Sophia Zorkowski, plaintiff, vs. Samuel Zorkowski, defendant.
    1. Dates are always flexible, in a pleading; variances in that respect, between it and the proof, may be disregarded, (Code, % 169,170,173, 176;) and a pleading is hardly demurrable, now, for want of a time and place for every occurrence stated in it. A referee would not be entitled, therefore, to report against a fact, merely because its date was wrongly stated.
    2. But in an action for an absolute divorce, for adultery, the complaint should allege that the discovery by the plaintiff of the defendant’s criminality took place within a certain time before the commencement of the action; because, as it affects the propriety of decreeing a divorce, such time has been fixed by law, and the insertion of such an allegation in the complaint is required by an. absolute rule.

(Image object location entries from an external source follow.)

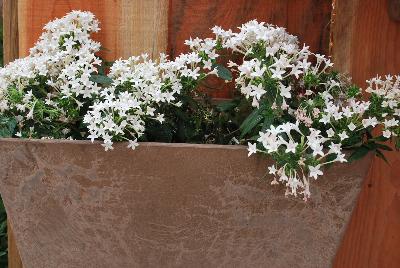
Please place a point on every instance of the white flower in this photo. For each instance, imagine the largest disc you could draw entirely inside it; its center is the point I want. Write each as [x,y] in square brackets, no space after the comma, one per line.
[315,171]
[330,132]
[351,126]
[343,135]
[252,148]
[272,170]
[326,118]
[387,133]
[370,122]
[133,144]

    3. The discovery of such criminality more than five years before bringing suit is made, by the Revised Statutes, a defense to the action; but the 163d rule of the late court of chancery required most of the matters constituting a defense under such statutes to be negatived by the complainant in his or her bill of complaint, to enable the court, by a reference to a master, to take proof of all the material facts stated therein and report the testimony taken thereon, to ascertain whether the facts required to be denied existed or not. The 86th general rule of the Supreme Court, providing merely for the substitution of an affidavit by the complainant for his or her verification of the complaint, was not intended to accomplish the same purpose as the former rule, and does not repeal it.